Shortly after Purdue Pharma announced in July that it was taking its 24-hour opioid Palladone off the market because of a potentially fatal interaction with alcohol, the Food and Drug Administration said it was looking into the possibility that other sustained-release narcotics could pose the same danger.
The Palladone withdrawal (hydromorphone HCL extended release) came at the same time the FDA announced it was investigating whether the transdermal fentanyl patch marketed as Duragesic might be linked to a number of deaths.
“We are investigating 120 deaths that seemingly are related to overdose,” Robert Meyer, M.D., director of the Office of Drug Evaluation II at the Center for Drug Evaluation and Research (CDER), said in a statement.
The FDA actions throw yet another category of painkillers into an uncertain light.
Stamford, Conn.-based Purdue withdrew Palladone just 5 months after it was introduced to a limited number of prescribers. The FDA and the company agreed that testing showed that concomitant use of alcohol could cause a “dosage dump” of the hydromorphone. But there's a difference of opinion on what was known when.
Purdue, which also makes the oft-diverted and abused oxycodone (OxyContin) had conducted several tests to assess Palladone's susceptibility to tampering, spokesman James Heins said in an interview. In the lab, Purdue researchers used various means to cause an instantaneous release of Palladone's contents to produce euphoria. Dissolving capsules in alcohol did just that, Mr. Heins said.
A similar effect was observed when healthy volunteers were given 8 ounces of various proofs of alcohol (all the subjects were given naltrexone as a block).
Data from these studies were given to FDA in November, several months after the drug's approval in September 2004, but before it had been formally launched, he said.
The FDA, however, said those were “preliminary” data, and that a full report was not received until February 2005. With those full data in hand, CDER officials met with Purdue again in May to discuss strengthening Palladone's warnings. But the agency decided that the risk of death from inadvertent concomitant alcohol use was significant enough that even Palladone's strict risk management plan could not prevent potentially serious adverse events or deaths, according to an FDA spokesperson.
“CDER concluded that had it been aware of the alcohol interaction prior to approval, Palladone would not have been approved,” the spokesperson said in an interview.

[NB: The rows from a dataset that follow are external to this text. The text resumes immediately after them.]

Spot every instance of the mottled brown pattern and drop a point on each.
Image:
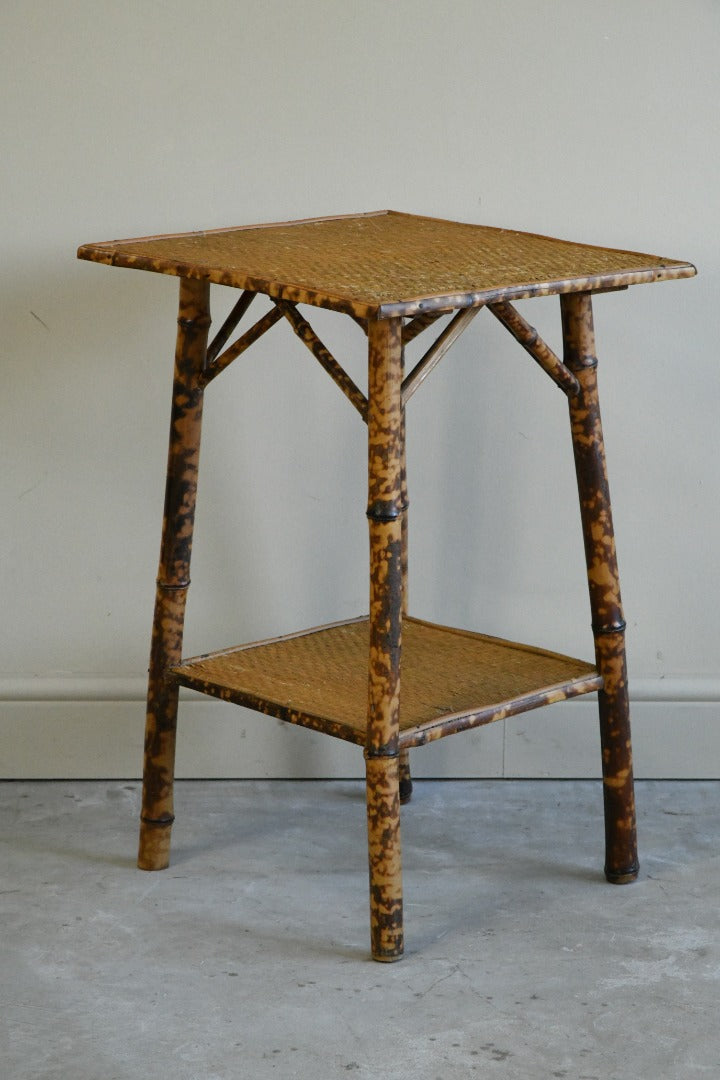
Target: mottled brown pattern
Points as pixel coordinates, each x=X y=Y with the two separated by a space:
x=327 y=361
x=384 y=856
x=345 y=680
x=603 y=584
x=540 y=351
x=211 y=370
x=173 y=575
x=385 y=513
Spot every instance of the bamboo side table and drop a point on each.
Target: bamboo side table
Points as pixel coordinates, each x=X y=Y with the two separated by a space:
x=396 y=275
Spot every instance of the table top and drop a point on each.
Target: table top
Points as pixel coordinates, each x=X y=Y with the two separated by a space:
x=388 y=264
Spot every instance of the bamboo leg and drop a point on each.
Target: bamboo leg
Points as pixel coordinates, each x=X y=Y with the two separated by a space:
x=173 y=576
x=405 y=774
x=385 y=512
x=608 y=623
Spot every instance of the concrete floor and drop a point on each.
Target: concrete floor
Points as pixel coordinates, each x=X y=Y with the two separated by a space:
x=248 y=957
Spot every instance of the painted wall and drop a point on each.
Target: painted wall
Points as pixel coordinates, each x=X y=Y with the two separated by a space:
x=594 y=122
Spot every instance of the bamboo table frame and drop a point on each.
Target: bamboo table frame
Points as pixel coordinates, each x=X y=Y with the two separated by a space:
x=395 y=274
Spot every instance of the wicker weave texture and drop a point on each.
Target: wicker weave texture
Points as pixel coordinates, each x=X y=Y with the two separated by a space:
x=386 y=262
x=318 y=678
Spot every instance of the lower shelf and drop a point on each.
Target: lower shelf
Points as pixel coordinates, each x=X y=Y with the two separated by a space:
x=450 y=680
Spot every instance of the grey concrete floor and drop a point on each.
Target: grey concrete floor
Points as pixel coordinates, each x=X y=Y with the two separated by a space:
x=248 y=957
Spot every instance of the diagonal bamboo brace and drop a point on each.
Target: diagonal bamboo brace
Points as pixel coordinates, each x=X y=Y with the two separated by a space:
x=327 y=361
x=436 y=351
x=532 y=342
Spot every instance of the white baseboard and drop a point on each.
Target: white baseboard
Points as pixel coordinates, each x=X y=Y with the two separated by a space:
x=89 y=728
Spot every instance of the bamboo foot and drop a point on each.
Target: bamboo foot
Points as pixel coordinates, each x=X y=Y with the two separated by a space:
x=384 y=859
x=153 y=850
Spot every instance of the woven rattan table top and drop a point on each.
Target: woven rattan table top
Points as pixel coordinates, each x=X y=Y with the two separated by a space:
x=386 y=264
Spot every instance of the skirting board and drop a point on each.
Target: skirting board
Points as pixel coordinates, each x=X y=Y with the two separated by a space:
x=92 y=728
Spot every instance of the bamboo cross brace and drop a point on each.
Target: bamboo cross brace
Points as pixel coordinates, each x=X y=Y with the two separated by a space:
x=540 y=351
x=222 y=335
x=436 y=351
x=308 y=336
x=420 y=323
x=248 y=338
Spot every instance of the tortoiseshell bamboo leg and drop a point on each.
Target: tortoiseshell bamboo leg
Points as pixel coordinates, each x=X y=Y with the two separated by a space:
x=385 y=512
x=173 y=576
x=608 y=622
x=406 y=775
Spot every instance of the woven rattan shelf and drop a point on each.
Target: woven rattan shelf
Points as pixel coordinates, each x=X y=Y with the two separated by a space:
x=452 y=679
x=386 y=683
x=388 y=264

The Purdue tests on Palladone led the agency to consider whether other sustained-release opioids might pose the same risk. Both FDA and the company conducted in vitro testing of currently marketed products. The agency won't say what those tests revealed, but the spokesperson said that based on the results, the FDA has asked “sponsors of certain products” to perform human studies to determine if there is any interaction with alcohol, and when it might occur.

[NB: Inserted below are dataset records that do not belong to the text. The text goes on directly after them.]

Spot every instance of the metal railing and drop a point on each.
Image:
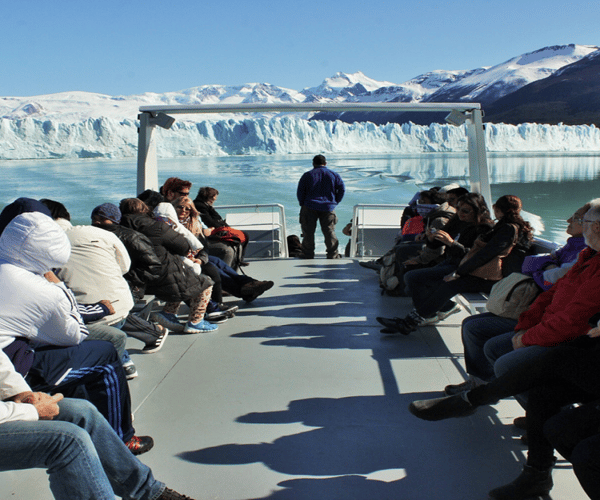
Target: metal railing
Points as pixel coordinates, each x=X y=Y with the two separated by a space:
x=266 y=226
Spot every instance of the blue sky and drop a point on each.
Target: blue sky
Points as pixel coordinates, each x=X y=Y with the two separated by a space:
x=128 y=47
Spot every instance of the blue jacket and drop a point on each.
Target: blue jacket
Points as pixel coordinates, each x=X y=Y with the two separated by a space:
x=320 y=189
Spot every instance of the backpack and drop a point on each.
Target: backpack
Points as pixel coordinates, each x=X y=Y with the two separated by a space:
x=512 y=295
x=388 y=274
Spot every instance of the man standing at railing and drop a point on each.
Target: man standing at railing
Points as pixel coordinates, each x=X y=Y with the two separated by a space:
x=319 y=192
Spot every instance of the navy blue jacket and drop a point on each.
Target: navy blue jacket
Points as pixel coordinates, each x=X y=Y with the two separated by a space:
x=320 y=189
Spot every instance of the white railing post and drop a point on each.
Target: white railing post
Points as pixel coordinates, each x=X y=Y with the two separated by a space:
x=147 y=174
x=478 y=171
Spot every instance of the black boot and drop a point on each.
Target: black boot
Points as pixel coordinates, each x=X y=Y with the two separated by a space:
x=530 y=483
x=441 y=408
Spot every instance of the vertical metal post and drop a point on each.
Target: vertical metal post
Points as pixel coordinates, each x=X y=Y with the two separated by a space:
x=478 y=171
x=147 y=175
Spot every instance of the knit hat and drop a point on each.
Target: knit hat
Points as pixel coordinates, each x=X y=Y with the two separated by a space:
x=108 y=211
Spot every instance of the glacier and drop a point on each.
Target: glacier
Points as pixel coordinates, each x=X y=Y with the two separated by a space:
x=104 y=137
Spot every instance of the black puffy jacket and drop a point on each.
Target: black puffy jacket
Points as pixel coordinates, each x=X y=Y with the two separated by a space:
x=176 y=281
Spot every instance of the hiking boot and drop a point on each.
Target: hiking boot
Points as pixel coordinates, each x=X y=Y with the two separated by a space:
x=140 y=444
x=130 y=370
x=442 y=408
x=168 y=320
x=530 y=483
x=520 y=423
x=395 y=326
x=202 y=326
x=169 y=494
x=254 y=289
x=156 y=344
x=453 y=389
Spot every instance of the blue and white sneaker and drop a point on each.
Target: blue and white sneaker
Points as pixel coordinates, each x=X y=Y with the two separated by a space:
x=168 y=320
x=200 y=327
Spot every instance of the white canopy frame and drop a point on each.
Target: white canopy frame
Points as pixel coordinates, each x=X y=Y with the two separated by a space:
x=470 y=113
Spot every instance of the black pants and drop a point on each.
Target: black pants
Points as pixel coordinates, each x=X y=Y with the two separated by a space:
x=565 y=375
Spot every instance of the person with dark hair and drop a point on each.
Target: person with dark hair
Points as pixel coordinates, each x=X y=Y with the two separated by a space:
x=319 y=191
x=494 y=255
x=57 y=209
x=227 y=243
x=175 y=187
x=177 y=282
x=563 y=375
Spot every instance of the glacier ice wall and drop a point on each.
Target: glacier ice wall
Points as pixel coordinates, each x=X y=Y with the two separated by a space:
x=30 y=138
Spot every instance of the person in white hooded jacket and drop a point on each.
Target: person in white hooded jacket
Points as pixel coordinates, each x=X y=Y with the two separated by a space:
x=43 y=315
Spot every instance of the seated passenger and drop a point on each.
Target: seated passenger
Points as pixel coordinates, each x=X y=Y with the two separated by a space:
x=94 y=273
x=494 y=255
x=556 y=316
x=176 y=282
x=478 y=329
x=204 y=202
x=68 y=437
x=548 y=269
x=41 y=329
x=238 y=285
x=567 y=374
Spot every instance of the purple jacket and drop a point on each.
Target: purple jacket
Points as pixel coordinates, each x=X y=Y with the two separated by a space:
x=563 y=258
x=320 y=189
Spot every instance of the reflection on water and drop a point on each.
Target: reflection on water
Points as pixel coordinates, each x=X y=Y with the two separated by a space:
x=551 y=186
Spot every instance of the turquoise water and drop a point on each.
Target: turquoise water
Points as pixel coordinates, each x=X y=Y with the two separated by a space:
x=551 y=186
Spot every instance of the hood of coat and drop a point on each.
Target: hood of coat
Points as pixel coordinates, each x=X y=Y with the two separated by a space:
x=34 y=242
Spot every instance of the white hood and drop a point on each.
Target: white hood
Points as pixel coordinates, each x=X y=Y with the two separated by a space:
x=34 y=242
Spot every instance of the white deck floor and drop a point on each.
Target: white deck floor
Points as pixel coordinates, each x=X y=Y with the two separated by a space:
x=299 y=397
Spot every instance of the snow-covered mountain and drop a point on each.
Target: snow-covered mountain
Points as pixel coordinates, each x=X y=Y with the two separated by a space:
x=83 y=124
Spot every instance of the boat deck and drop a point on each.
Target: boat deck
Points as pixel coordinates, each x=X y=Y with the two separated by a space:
x=300 y=397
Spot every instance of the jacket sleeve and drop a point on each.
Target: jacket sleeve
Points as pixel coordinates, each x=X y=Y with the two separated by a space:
x=64 y=325
x=11 y=384
x=502 y=240
x=568 y=323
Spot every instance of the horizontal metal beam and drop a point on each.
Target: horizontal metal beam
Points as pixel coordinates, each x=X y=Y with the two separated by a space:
x=313 y=106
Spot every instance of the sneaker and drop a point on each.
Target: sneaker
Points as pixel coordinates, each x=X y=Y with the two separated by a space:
x=442 y=315
x=200 y=327
x=255 y=289
x=169 y=494
x=140 y=444
x=157 y=343
x=130 y=370
x=467 y=385
x=168 y=320
x=442 y=408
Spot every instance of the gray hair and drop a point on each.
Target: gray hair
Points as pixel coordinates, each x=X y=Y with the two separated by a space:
x=593 y=212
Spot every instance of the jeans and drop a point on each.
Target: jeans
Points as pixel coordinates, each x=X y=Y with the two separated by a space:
x=563 y=375
x=476 y=330
x=90 y=370
x=84 y=457
x=308 y=223
x=575 y=434
x=231 y=281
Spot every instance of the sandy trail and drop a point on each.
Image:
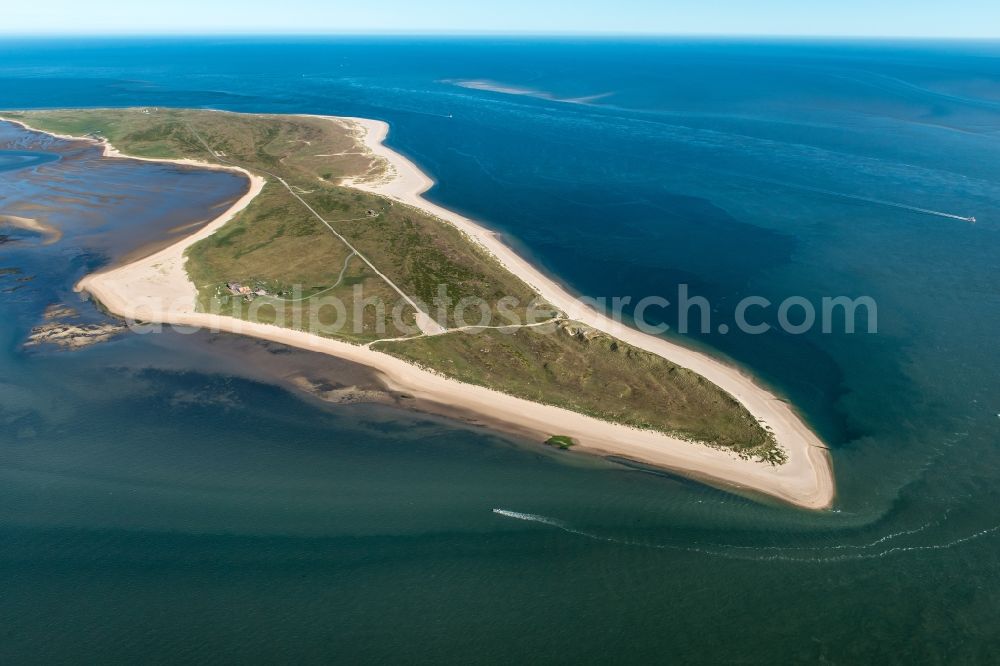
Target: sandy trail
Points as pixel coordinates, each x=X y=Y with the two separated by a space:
x=157 y=289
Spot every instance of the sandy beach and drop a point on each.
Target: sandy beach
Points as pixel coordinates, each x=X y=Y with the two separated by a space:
x=157 y=289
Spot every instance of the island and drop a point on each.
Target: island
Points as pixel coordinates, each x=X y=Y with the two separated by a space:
x=333 y=248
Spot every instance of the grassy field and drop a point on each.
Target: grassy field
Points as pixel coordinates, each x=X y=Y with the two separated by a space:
x=276 y=244
x=276 y=238
x=589 y=372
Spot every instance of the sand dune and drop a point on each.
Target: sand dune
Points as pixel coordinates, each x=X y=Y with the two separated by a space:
x=157 y=289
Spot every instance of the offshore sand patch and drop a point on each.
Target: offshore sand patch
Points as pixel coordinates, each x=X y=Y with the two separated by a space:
x=49 y=233
x=505 y=89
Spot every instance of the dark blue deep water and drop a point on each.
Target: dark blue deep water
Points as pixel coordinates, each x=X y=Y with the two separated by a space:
x=153 y=503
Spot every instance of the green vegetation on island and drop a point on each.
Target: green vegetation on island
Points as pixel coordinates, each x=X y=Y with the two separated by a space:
x=562 y=441
x=587 y=371
x=302 y=237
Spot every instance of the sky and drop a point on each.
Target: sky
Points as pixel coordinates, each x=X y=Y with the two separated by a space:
x=851 y=18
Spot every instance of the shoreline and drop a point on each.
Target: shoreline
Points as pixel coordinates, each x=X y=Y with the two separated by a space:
x=157 y=289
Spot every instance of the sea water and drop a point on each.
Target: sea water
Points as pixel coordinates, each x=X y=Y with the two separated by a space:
x=154 y=504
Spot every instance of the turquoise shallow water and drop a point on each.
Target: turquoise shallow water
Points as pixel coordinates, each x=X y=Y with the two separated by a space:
x=160 y=501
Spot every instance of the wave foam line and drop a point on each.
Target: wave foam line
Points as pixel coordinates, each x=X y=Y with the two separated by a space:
x=747 y=557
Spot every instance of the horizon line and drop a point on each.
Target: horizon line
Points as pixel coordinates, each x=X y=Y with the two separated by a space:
x=501 y=34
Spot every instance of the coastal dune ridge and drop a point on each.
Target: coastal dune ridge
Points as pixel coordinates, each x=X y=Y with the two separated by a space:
x=157 y=289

Extended-release product labels already warn against using alcohol simultaneously.
The removal of Palladone does not leave a huge treatment gap, although the new drug was widely anticipated because of its ease of use, said B. Eliot Cole, M.D., executive director of the American Society of Pain Educators. “There are still plenty of other medications, not just opioids, that are useful for pain control, including antidepressants, anticonvulsants, anti-inflammatory agents, and more,” he told this newspaper.
Dr. Cole said warnings already contained in Palladone's label made it clear “that using alcohol with Palladone was a very bad idea.” But he did not disagree with the decision to remove the drug from the market. Dr. Cole participated on an advisory board for Palladone last fall and has been a speaker for Purdue.
Neither Purdue nor the FDA received any reports of serious adverse events or deaths related to Palladone and alcohol use, and Dr. Cole said that he had not heard of any anecdotally, either.
With Duragesic, however, there have been multiple reports of potential overdoses. In June, Janssen, the Johnson & Johnson division that makes and sells Duragesic, notified health professionals that concomitant use with cytochrome P450 3A4 inhibitors could lead to potentially fatal reactions. The company also issued stronger warnings against using Duragesic with alcohol or using patches that were torn.
The FDA issued a public health advisory in July stating that it was investigating deaths related to Duragesic. It urged physicians to educate patients about signs of overdose, proper patch application, and use of other medications while using the patch, as well as proper storage and disposal of the patch. The agency said that initial reviews indicated that unintentional overdoses might be related to use of multiple patches, application of heat to a patch (which might increase fentanyl absorption), injection or ingestion of the patch contents, leaking patches, and accidental exposure to the drug by coming into contact with a discarded patch.